On 10 June 2024, the Associate Minister of Finance, Hon David Seymour, issued a new Ministerial directive letter relating to the processing of applications by the Overseas Investment Office (OIO).

This clearly indicates the Government’s desire to encourage foreign investment by instructing the OIO to expedite the consent processing timeframes, limiting the considerations the OIO takes into account and minimising compliance costs with the aim of making it more attractive for foreign investors to invest in New Zealand.

A summary of the directives is set out below our commentary.

Our comments

Compared to the previous directive issued in November 2021, this new letter is focused on efficiency, reducing the processing burden for investors, and starts from the assumption that overseas investment is in the national interest.

By aiming to reduce processing times and compliance costs, the new directive addresses two of the main barriers that have historically deterred investors. However, while a focus on shorter processing time for 80% of applications is positive step, it fails to provide the certainty investors need, as they will not know in advance whether they fall within that 80%. Without fixed timeframes, investors will not have sufficient certainty for this to translate into shorter commercial timeframes. It will also take time to see the impact of the directive on the processing of applications.

In terms of encouraging investment in the energy sector, this directive is likely to prove beneficial for investors in utility-scale solar generation projects, as the OIO has processed many solar applications and is now familiar with the solar investment process.

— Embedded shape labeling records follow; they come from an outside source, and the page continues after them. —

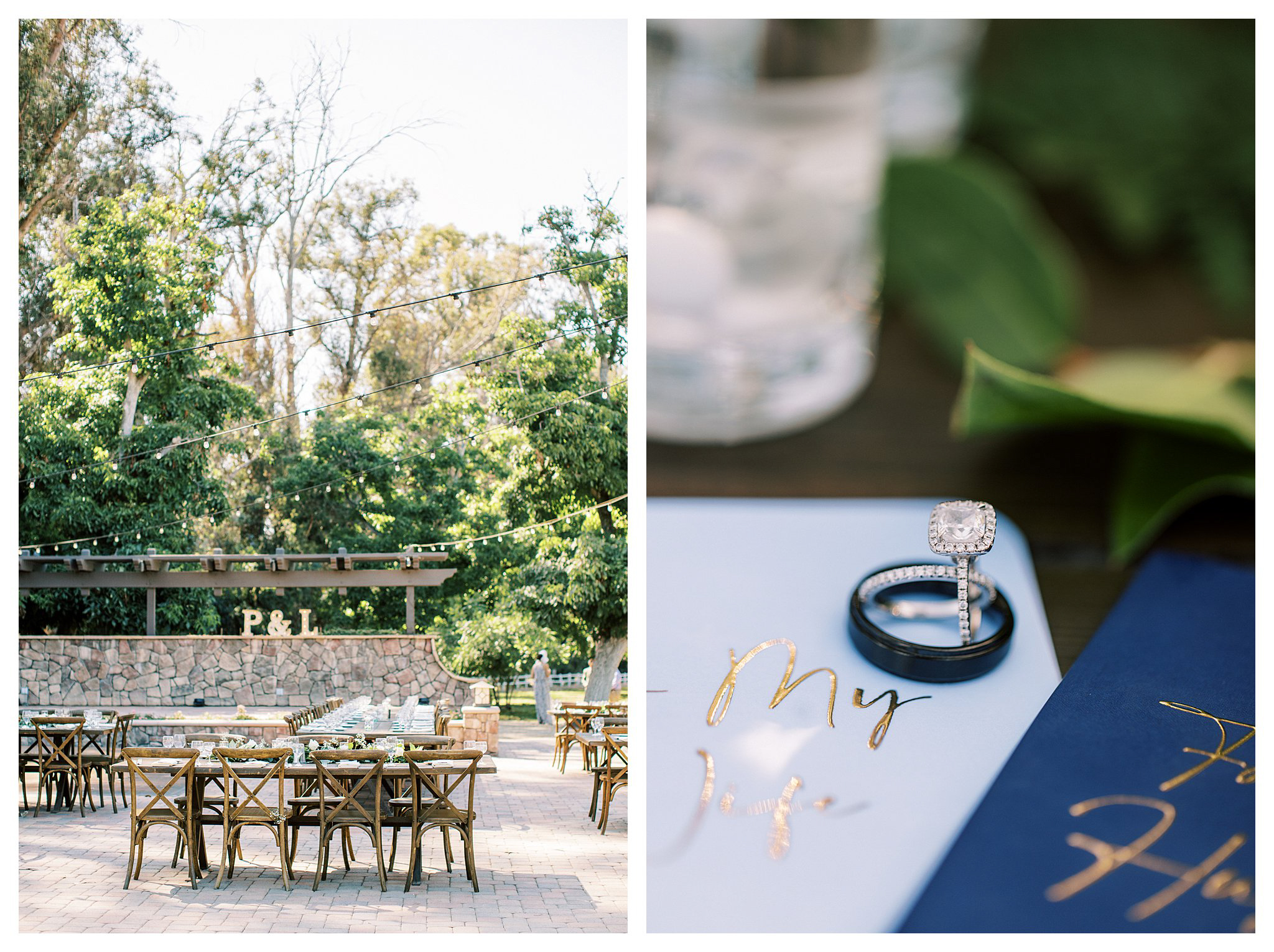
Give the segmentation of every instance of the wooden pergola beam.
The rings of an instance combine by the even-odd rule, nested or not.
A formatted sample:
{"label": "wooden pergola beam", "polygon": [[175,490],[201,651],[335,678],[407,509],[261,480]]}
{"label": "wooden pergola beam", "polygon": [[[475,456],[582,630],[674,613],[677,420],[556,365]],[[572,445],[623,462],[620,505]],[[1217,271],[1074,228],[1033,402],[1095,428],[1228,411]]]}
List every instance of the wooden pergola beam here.
{"label": "wooden pergola beam", "polygon": [[[227,556],[220,549],[197,556],[159,554],[148,549],[145,556],[20,556],[18,559],[19,589],[145,589],[147,635],[155,633],[155,591],[158,589],[406,589],[406,633],[415,633],[415,589],[418,585],[442,585],[456,573],[455,568],[424,568],[431,562],[446,559],[445,552],[336,552],[288,554]],[[298,568],[301,563],[320,563],[321,568]],[[358,563],[392,562],[395,568],[354,568]],[[257,570],[234,570],[232,563],[255,563]],[[108,566],[125,565],[117,570]],[[194,570],[169,571],[169,566],[194,565]],[[57,571],[59,568],[65,571]]]}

However, for less familiar or novel renewable energy developments, such as offshore wind, battery energy storage systems and hydrogen, these are likely to fall within the longer timeframes.

Overall, it will be a matter of waiting for the statistics to show whether the OIO is able to comply with this directive on processing timeframes and whether these are being achieved by the OIO. It is not clear whether there was consultation with the OIO as to whether the directed timeframes are actually achievable. 

LINZ has been directed to carry out less verification in low-risk applications by relying more on applicants’ statutory declarations and limiting external verification to cases where there are reasons to suspect information is unreliable. This is a positive move that will save time and better direct resources towards high-risk applications.

The application of the existing exemption from the Act for persons, transactions, rights, interests or assets that are majority owned and substantially controlled by New Zealanders, being generally granted to non-listed companies, managed investment schemes and limited partnerships where they meet certain criteria is another positive step, but we would like to have seen extended to include NZX-listed companies that are substantially New Zealand-operated. This would have encouraged both investment and listings on the NZX.

The directives on the farm land advertising exemption are also positive, particularly in relation to property that is not up for sale, but we suggest the Government should carry out a more fulsome review of the situations when farm land advertising is required. We frequently deal with situations where the advertising for a particular transaction has no reasonable basis in the context of the transaction and consultation with practitioners on these would likely provide useful guidance for legislative change in this area. We would also like to see consideration given to creating an overall exemption from the farm land advertising requirement where the obtaining of an exemption has become a well-trodden path, for example for a lease of less than 35 years for a solar farm development. Investors now are obtaining these as a matter of course and it seems an unnecessary administrative and financial hurdle to jump through, that is no longer justified.

Next steps

The directive letter is part of a broader three-step strategy to improve overseas investment in New Zealand. The first step was to reduce decision-making by Ministers, other than decisions involving national interest and national security transactions. The final step will be a comprehensive rewrite of the Overseas Investment Act to further streamline processes and reduce barriers to investment, but the Government has not yet indicated the scope or timeframe of the rewrite.

The new directive letter is now in force. Investors seeking information on how this could benefit their investment strategies in New Zealand should consult one of our experts.

The new directive letter introduces several significant changes to the consent processing framework. 

Key aspects include:

  • Processing Timeframes: LINZ is now expected to process 80% of consent applications in half the statutory timeframes. The remaining 20%, which includes more complex and higher-risk applications, will still have the full statutory period for processing.
  • Risk-Based Approach: The directive emphasises a risk-based approach to verifying information and streamlining consent processes. Resources will be focused on higher-risk applications while expediting low-risk ones.
  • Government Policy: LINZ should administer the regime in a manner that focuses on realising the benefits of overseas investment to support the Government’s economic objectives
  • Simplification and Duplication Removal: The directive reduces double handling by eliminating the need for LINZ to assess aspects already covered by other regulatory bodies or regimes, such as competition assessments by the Commerce Commission or planning aspects under the Resource Management Act.
  • Less verification: LINZ has been directed to carry out less verification in low-risk applications by relying more on applicants’ statutory declarations and limiting external verification to cases where there are reasons to suspect information is unreliable.